Rafi Yahalom, a cybersecurity researcher at MIT, says that while the UK and Swiss analyses suggest that exposure notifications had a potentially significant impact on spread, he would like to see those studies replicated in the US and other communities with lower activation rates.
And he says that if states had wanted to do so, they could have devised a simple evaluation: when someone comes in for a covid test, ask them if they received an exposure notification. Such a study may help determine whether those who get notified are actually more likely to be infected. After all, there are still a lot of questions regarding how the Bluetooth system should even be configured—it was originally based on CDC guidance stating that a 15-minute, under-6-feet interaction posed an infection risk, and we now know the true infection patterns are far more complicated.
So why didn’t any US public health agencies do a study like that?

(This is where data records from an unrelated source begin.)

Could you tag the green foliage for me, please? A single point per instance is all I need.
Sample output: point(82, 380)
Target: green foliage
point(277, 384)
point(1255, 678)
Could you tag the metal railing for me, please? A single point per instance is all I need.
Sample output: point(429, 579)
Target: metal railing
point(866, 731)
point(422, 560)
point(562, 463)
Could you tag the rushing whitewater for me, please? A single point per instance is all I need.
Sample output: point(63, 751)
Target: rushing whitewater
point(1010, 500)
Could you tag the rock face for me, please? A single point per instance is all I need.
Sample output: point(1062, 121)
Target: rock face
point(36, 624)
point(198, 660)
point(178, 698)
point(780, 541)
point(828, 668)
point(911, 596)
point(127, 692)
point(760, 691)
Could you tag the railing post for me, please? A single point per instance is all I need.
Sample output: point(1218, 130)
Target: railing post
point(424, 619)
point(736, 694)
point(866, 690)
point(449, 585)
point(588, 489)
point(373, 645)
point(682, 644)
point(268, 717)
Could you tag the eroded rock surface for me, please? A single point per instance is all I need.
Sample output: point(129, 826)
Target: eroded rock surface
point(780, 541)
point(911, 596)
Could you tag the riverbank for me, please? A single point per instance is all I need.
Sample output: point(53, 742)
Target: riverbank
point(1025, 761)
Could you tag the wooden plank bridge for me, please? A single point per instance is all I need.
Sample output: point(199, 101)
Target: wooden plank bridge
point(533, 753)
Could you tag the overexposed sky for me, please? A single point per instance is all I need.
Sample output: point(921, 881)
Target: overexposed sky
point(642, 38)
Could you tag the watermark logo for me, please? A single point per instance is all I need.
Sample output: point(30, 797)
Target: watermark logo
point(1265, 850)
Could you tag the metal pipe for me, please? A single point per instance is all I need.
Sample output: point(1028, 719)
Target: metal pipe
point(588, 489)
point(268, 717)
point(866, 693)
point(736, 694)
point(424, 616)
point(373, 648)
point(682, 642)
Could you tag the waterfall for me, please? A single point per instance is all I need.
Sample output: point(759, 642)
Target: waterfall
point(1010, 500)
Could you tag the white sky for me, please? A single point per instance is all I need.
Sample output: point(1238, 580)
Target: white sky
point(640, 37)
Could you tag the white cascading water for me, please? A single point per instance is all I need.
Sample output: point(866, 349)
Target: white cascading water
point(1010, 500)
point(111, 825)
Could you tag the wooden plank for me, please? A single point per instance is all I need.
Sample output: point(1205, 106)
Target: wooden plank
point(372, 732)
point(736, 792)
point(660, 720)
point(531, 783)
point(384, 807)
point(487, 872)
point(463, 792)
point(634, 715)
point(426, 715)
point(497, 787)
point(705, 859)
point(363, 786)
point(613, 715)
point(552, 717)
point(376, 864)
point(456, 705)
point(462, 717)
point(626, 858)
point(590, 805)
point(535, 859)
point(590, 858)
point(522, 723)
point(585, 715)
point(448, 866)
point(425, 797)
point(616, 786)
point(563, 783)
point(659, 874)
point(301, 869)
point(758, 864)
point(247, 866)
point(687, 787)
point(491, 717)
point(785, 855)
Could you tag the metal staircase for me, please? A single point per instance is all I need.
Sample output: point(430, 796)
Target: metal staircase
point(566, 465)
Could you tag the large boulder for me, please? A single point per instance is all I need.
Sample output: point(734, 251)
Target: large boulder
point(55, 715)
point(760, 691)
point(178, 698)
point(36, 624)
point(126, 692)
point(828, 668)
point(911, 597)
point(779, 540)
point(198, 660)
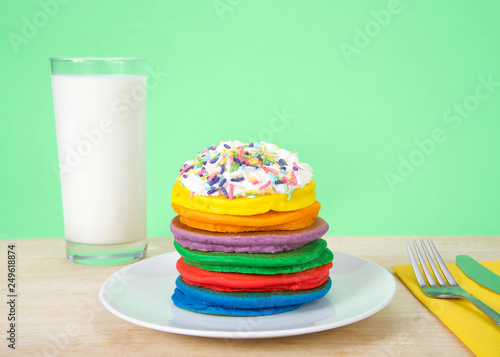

It’s about priorities. State departments did not have the time or resources to look at how well digital contact tracing works; instead, they were focused on doing anything and everything to stop the spread of the virus.
“The ultimate goal [of exposure notifications] is for more folks to know they’ve been exposed,” says Hanna Sherrill, an Eagleton Science and Politics Fellow at Rutgers University who worked with the New Jersey public health agency on its exposure notifications system. “Hopefully some of them will take the advice to quarantine, and then they will stop the spread from there. Even if there’s one or two people who do that, that’s a good thing from our perspective.”
Other state public health staffers who responded to Technology Review’s data requests echoed her sentiment—and their attitudes suggest that digital contact tracing in the US may still be in its trial run. We have 26 different prototypes, tested in 26 different communities, and we’re still trying to understand the results.
“In the US, the existing apps and tools have never hit the level of adoption necessary for them to be useful,” Sabeti says. But such success may not be out of reach for future public health crises.
She believes that future crises may require us to closely pair digital contact tracing with genomic sequencing and other surveillance methods. Colorado Mesa University has pioneered such a system with the help of Sabeti and the rest of the Broad Institute. The school’s covid surveillance incorporates sequencing data from student tests, self-reported student symptoms, wastewater testing, contact tracing, and more—all compiled into geographic heat maps that administrators can use to pinpoint outbreaks before they become serious.
They are already thinking about how the school’s system may be expanded for other communities. If America invests in these technologies now, hones those prototypes, and builds community trust, it may be ready for the next pandemic.
“It is truly possible for us to actually get to the point where we have a real upper hand on containing viruses, by working collectively as a community to track viral spread anywhere in the world,” she says.
This story is part of the Pandemic Technology Project, supported by The Rockefeller Foundation.